According to ProgrammableWeb, API adoption has surged more than three times--from about 5,000 APIs in 2012 to 17,000 in 2017--with social and financial sectors being among the most popular API adopters. Enterprises are increasingly recognizing the benefits of APIs in decreasing effort to scale business, increasing access to solutions, and providing customizations. While Salesforce generates 50% of its revenues via APIs, eBay’s figures stand at 60% and Expedia, a whopping 90%. IBM has earmarked $1bn for the commercial use of its AI Watson via APIs.
A good example of how a legacy enterprise has opted for bone-deep digital transformation is Lufthansa. Founded in 1953, the 32bn euros company wanted to arrive at solutions in a short time and also spur innovation in the enterprise. Recently, Lufthansa’s Innovation Hub partnered with DXC Technologies and implemented an open (yet controlled) API program that serves its 100 million passengers. With an increase in brand visibility and precise targeting, sales took a jump. The program also improved travel experience for customers and positioned Lufthansa as an innovative organisation. Qantas Airlines too is investing on placing REST APIs in front of their legacy systems. It has further plans to add SOAP API support to “unlock value from their legacy services”.

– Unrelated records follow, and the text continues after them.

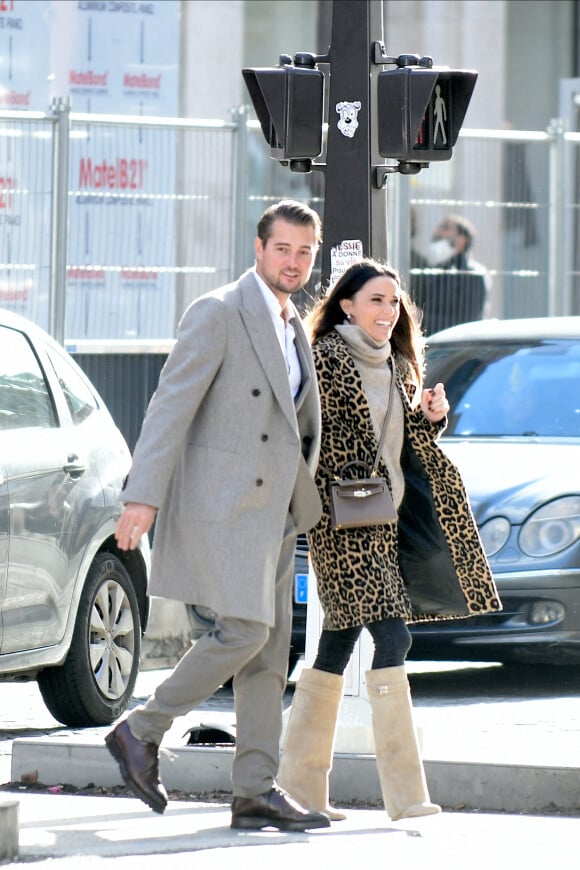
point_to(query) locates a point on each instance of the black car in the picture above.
(514, 433)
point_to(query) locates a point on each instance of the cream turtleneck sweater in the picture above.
(371, 361)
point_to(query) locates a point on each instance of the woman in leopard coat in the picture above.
(428, 565)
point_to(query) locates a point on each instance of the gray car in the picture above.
(72, 606)
(514, 433)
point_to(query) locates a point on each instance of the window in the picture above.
(511, 388)
(25, 399)
(79, 397)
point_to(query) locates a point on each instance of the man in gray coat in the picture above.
(225, 462)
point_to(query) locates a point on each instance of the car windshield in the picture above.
(510, 388)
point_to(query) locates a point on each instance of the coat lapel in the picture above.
(263, 337)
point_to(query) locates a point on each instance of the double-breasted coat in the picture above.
(428, 565)
(227, 456)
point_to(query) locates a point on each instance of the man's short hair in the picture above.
(292, 211)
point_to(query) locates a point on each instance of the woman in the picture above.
(428, 564)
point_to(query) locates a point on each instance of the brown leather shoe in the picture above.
(139, 765)
(274, 809)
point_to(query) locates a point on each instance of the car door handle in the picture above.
(74, 466)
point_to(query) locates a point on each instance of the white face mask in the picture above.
(440, 251)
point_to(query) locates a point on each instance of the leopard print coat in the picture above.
(432, 552)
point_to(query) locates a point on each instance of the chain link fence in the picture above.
(110, 226)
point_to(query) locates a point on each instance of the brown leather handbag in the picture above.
(365, 501)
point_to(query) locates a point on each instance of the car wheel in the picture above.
(95, 683)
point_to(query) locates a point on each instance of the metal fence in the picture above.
(110, 226)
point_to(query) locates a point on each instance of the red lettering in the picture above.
(124, 174)
(7, 186)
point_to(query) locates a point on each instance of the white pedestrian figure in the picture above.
(440, 116)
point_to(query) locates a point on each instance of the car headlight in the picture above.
(552, 527)
(494, 533)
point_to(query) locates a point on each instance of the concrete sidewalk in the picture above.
(486, 752)
(80, 833)
(511, 754)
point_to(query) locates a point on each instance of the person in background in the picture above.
(427, 565)
(225, 461)
(452, 287)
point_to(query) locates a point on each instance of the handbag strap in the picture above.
(375, 467)
(385, 421)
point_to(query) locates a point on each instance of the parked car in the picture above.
(72, 606)
(514, 433)
(203, 620)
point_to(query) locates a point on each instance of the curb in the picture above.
(9, 830)
(353, 780)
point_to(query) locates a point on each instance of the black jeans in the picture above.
(392, 640)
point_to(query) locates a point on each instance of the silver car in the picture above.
(72, 606)
(514, 432)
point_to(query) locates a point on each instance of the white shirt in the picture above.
(285, 333)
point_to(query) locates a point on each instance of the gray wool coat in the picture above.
(226, 455)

In contrast, look at Blockbuster which was a powerhouse in the world of video rentals in the 1990s. It boasted over 8,000 stores at one point of time. However, with limited commercial data in the digital domain and lack of proper technological shift, it had to shut shop in 2013. In the same year, BBC’s doomed Digital Media Initiative had the company write off GBP100mn worth of assets and sack its CTO. An audit by PwC highlighted that BBC assumed that digital transformation was all about solving technological problems while failing to realize that a cultural, behavioural, and capability shift was also required. In 2016, BBC announced another digital transformation initiative pegged at GBP289mn. This year, it has entered into a five-year contract with Atos to provide technology services. The new contract results in the reduction of costs by one-third.

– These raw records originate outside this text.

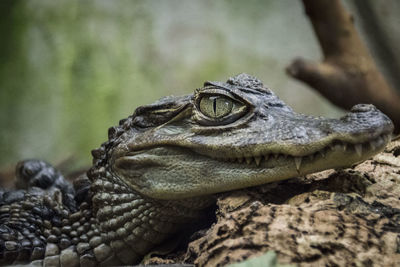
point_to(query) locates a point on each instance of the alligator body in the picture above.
(162, 166)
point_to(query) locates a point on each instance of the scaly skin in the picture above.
(162, 166)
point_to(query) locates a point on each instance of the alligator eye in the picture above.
(215, 106)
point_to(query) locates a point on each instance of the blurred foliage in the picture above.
(269, 259)
(71, 69)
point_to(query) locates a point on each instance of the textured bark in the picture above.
(332, 218)
(348, 75)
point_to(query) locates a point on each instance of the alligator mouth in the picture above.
(177, 172)
(360, 150)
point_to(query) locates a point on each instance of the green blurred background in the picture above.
(71, 69)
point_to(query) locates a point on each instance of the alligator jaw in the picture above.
(340, 149)
(171, 172)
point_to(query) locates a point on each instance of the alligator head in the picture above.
(233, 135)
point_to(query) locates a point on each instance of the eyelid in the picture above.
(215, 91)
(241, 107)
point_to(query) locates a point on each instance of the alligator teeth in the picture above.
(358, 149)
(249, 160)
(344, 147)
(297, 161)
(340, 147)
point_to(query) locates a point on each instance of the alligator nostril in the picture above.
(362, 108)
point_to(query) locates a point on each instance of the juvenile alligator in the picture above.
(162, 166)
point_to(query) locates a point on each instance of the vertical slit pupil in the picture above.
(215, 105)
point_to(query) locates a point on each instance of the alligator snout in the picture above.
(363, 108)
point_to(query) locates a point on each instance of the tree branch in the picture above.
(348, 74)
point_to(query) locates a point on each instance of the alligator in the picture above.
(165, 164)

Innovation in the post-app era is not about building separate apps for various needs but building a select few with a strong focus. Apps shed their baggage of noise and irrelevance and turn microapps. They are economical, focused, cleaner, lighter, and easier to boot--and highly compatible to all personal devices. Instead of spending months to build a bulky app, developers can rapidly make smart and highly focused microapps. Cases in point: Facebook Messenger or any weather forecast app.

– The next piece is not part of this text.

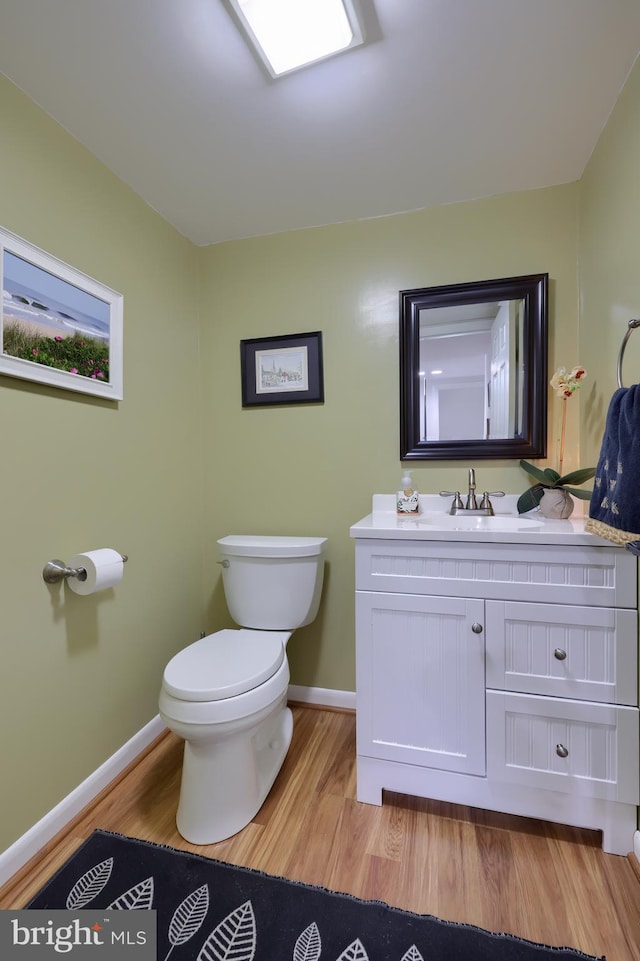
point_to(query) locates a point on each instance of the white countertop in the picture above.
(435, 523)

The ‘easily pluggable’ and highly customizable nature of microapps makes it agile. Microapps are to enterprises what a buffet with bite-sized portions is to restaurants. They are focused, very accessible, and highly alterable. Microapps can easily be integrated to existing software platforms. Enterprises which build and deploy apps that bring together internal communication, HR policies, leave management, social media etc are programmable. Employees can have access to relevant services at a click on their personal device and this increases satisfaction as well as productivity.
On another level, WeChat is an aggregator of microapps and that is what makes it so programmable. One can chat on it, book a cab, transfer money, and even order a burger. Microapps also leverage the power of APIs and are one of the precursors of bone-deep innovation.
A killer feature of programmable businesses is their ability to deploy apps and microapps at scale. The ability to deploy on various cloud platforms--Google, Amazon Microsoft or hybrid--and the ease at which they can be shifted across seamlessly based on market/ tech demands is the essence of innovation in a programmable business. Faster deployments with increased confidence builds trust in users and thereby boosts business. This is also a precursor to effective support, monitoring, and managing of the apps deployed.
The idea is to shift fast. According to the Progress Global Survey 2016, 86% enterprise decision makers feel they have a time of two years to either digitally transform or concede financial losses. Thankfully, based on the Global Digital IQ survey by PwC 2015, 53% companies have a transformation blueprint that includes IT as well as business shifts. The transformation should take into account business capabilities and processes as well as digital and IT components.
Real innovation is beckoning. Are you listening?